Aged thirty-three, Dr Satyapal had a thriving practice in the heart of the old city. During the war he had held a viceroy’s commission as a lieutenant in the Indian Medical Service and served with distinction. He was a reserved, thoughtful man with a dry sense of humour, and not naturally comfortable in the spotlight.

  His friend, Dr Saifuddin Kitchlew, on the other hand, was a showman. Two years younger, innately charismatic and bombastically erudite, he was far happier to take to a stage. Kitchlew had studied at the University of Cambridge and had qualified as a lawyer after leaving Peterhouse College. The experience had not been a happy one for Kitchlew. Like Har Dayal before him, he too had faced lonely isolation and peer-group condescension.

  When Gandhi visited Cambridge in 1909, it changed Kitchlew’s life. Sitting around a table, the two lawyers talked about Gandhi’s developing belief that only non-violent struggle would work against seemingly unassailable powers.11 Little did the idealistic young men realise that, one day in the not so distant future, they would be putting the theory to the test against the mightiest empire in the world.
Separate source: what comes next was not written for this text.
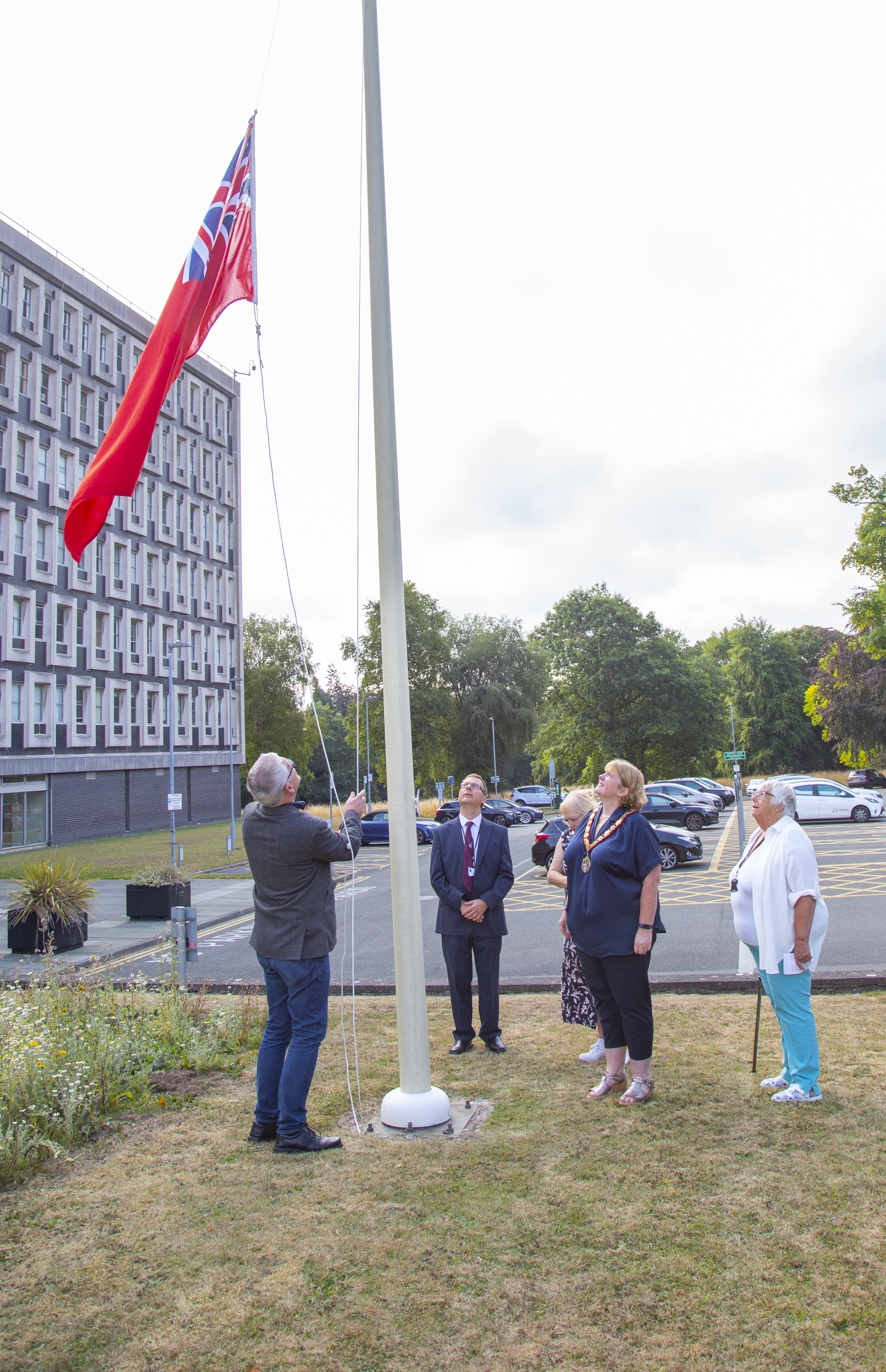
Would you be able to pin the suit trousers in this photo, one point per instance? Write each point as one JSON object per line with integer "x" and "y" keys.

  Three hundred miles away from Amritsar, Delhi had also ground to a halt in response to Gandhi’s call to inaction. Amid the paralysis, however, scuffles broke out when some food stalls around the main station refused to join the strike. According to British reports, an angry mob gathered round the ‘offending’ stalls and demanded they shut up immediately to show solidarity. Two of the loudest protestors were arrested at the scene and taken to the local police station.

  Fearing the pair might be deported or hanged, crowds gathered outside the police station where they had been taken. They were greeted by police and infantry with guns raised. This only increased tension, and what had started as a noisy demonstration degenerated quickly. A barrage of stones flew at the police. According to the British, men with lathis (long sticks) appeared among the demonstrators. Then, someone gave the order to open fire. Irregular volleys hit the crowd. Two men died instantly. An unknown number were wounded.